Felicity by Mary Oliver.

My fellow bookseller said, Some of these poems she’s created just for me.

And then she promptly showed me a poem I knew was written solely for me. But maybe you, too?

NO, I’VE NEVER BEEN TO THIS COUNTRY

No I’d never been to this country
before. No, I didn’t know where the roads
would lead me. No, I didn’t intend to
turn back.

–– Mary Oliver

Photo by Molly S.

Photo by Molly S.

Summer: Sing Like the Sea

Day by day, this sweet August season winds down. Next week, I’ll walk with my girls down the driveway to the bus stop, where we’ll kick around the fallen apples from the wild trees along the road, looking through the misty fall mornings for the bright yellow bus. Our summer has been packed with all kinds of things: hiking and friends and art camps, not enough swimming, countless s’mores with the cousins.

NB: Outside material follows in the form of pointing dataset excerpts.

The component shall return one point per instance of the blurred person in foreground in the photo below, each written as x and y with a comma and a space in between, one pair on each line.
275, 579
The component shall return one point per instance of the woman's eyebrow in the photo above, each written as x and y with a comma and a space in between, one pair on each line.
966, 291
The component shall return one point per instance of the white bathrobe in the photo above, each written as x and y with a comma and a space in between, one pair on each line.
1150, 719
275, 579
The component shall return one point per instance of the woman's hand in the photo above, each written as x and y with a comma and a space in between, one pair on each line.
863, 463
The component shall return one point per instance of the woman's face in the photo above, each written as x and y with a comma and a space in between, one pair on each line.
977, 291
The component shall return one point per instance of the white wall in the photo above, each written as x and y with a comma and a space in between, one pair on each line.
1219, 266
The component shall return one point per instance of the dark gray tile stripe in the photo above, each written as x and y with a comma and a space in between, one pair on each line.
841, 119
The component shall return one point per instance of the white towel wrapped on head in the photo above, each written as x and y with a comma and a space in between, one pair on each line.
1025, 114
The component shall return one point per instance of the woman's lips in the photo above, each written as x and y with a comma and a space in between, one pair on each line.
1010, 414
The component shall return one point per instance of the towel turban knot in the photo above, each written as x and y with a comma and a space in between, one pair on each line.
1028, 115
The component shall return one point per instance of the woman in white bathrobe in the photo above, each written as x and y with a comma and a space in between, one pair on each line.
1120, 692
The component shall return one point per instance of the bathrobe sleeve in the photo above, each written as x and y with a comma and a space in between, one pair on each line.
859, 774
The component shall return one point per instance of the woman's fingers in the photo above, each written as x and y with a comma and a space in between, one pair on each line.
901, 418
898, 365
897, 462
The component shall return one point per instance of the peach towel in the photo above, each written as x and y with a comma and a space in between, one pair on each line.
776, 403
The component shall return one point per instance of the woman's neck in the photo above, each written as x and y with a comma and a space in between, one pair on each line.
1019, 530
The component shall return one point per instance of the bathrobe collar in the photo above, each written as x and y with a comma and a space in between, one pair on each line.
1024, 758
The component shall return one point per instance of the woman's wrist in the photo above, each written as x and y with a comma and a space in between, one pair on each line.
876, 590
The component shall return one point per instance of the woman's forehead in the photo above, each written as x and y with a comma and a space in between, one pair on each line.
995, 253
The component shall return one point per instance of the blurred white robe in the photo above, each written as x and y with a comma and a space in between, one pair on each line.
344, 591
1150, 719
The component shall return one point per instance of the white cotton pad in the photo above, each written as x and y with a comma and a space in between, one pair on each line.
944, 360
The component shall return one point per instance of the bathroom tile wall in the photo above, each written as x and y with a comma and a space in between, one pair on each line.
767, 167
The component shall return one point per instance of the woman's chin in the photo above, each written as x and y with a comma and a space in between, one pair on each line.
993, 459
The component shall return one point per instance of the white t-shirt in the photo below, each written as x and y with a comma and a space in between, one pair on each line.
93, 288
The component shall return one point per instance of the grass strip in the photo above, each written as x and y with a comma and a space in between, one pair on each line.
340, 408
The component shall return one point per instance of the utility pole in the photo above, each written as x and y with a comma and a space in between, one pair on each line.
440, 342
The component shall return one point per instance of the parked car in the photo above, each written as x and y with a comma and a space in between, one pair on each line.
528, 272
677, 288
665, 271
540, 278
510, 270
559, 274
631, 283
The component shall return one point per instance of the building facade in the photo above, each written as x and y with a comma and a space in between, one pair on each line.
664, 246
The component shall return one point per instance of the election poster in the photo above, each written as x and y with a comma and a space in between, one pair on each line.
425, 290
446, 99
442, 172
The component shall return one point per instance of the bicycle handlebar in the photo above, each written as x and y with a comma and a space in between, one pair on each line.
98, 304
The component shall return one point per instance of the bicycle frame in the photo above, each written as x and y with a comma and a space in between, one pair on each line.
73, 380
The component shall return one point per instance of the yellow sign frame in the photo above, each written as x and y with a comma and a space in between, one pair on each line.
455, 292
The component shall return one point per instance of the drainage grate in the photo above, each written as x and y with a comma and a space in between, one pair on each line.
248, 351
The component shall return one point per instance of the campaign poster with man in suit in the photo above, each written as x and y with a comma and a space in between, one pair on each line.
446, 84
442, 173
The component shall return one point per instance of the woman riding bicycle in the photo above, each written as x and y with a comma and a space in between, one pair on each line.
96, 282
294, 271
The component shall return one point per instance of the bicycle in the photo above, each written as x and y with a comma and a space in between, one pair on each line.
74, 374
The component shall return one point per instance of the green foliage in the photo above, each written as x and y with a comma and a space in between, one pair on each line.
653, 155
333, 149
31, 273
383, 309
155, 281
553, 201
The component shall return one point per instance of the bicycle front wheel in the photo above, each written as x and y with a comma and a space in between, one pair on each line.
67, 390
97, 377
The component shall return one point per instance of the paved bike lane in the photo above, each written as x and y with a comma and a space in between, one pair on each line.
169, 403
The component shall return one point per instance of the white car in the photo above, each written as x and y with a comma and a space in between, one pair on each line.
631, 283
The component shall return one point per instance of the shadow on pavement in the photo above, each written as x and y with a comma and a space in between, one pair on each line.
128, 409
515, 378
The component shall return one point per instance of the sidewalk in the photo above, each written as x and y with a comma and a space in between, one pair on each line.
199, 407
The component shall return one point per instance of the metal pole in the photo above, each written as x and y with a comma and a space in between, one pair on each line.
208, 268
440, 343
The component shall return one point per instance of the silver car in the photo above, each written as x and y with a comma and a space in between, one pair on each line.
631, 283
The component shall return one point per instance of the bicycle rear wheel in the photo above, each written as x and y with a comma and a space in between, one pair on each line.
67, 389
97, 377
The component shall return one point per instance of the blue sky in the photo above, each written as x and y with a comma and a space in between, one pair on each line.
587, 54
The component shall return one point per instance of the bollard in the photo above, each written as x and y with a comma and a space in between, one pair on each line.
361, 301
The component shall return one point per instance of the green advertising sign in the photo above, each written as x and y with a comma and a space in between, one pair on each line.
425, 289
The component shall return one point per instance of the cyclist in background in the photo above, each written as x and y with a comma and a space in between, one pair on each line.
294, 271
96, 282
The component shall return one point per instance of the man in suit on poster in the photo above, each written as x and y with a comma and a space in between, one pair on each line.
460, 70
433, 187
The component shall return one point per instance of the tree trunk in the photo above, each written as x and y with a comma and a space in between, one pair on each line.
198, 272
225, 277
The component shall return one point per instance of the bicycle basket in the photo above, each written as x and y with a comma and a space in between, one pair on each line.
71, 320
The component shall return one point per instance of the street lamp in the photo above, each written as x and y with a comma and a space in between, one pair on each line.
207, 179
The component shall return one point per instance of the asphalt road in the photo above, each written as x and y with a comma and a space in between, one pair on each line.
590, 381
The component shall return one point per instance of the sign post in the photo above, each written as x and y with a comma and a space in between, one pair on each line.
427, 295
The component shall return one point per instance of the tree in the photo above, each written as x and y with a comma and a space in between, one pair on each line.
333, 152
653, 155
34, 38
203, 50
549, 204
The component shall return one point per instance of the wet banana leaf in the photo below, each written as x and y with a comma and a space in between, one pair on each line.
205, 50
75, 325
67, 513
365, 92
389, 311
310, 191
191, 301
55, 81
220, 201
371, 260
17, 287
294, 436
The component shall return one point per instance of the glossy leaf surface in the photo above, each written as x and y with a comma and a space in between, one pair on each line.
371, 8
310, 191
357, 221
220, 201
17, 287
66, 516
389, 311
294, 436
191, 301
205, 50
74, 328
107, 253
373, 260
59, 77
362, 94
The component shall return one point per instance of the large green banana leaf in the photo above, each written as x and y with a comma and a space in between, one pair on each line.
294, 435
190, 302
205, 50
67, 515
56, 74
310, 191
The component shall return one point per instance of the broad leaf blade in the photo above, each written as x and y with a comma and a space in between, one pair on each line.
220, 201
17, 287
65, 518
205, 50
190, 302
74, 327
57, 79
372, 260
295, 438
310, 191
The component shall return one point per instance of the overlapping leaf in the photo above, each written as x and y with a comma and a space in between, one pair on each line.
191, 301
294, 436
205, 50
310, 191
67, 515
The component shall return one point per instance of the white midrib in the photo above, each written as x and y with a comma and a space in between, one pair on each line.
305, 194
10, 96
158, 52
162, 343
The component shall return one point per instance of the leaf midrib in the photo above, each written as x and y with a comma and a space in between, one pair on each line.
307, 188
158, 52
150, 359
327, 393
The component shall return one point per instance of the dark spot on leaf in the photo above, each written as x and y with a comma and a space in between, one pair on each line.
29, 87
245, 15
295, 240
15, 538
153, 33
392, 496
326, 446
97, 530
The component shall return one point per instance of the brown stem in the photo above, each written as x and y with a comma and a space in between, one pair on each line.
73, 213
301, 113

We spent a lot of miles with my older daughter at the steering wheel, me with my knitting in the front seat, the three younger kids in the backseat, everyone talking sometimes all at the same time. Near the end of the cousins’ stay, late one afternoon we drove up the winding dirt road towards home, everyone hot and hungry, miserable and crabby all the way around. Without thinking, I put both my bare feet out the window and waved my soles at the passing trees. The children shouted, What are you doing? and because I started laughing, they all started laughing, even the teenager in the driver’s seat who does not approve of such undignified behavior, not at all, although she graciously tolerates my foolishness.

Silly? Completely. But in the face of things that are not humorous–words that none of us even want to say, like cancer for instance–why not occasionally throw your feet up and rally to the grubby children in the backseat? Say: I don’t want to hear bickering; just hang with me for a little bit in this golden summer, with all of you so near?

Driving to work today, I thought of these kids of mine and that afternoon, and the last stanza of one of my most beloved poems, “Fern Hill.” I’d always considered the final words tragically bittersweet, but I wonder perhaps now if I misunderstood these lines. Perhaps this poem is about acceptance of our mortality, and simultaneously an exhortation to sing like the sea, rage on against the dying light, laugh in the face of despair. Write beautifully in this good world.

Nothing I cared, in the lamb white days, that time would
take me
Up to the swallow thronged loft by the shadow of my hand,
In the moon that is always rising,
Nor that riding to sleep
I should hear him fly with the high fields
And wake to the farm forever fled from the childless land.
Oh as I was young and easy in the mercy of his means,
Time held me green and dying
Though I sang in my chains like the sea.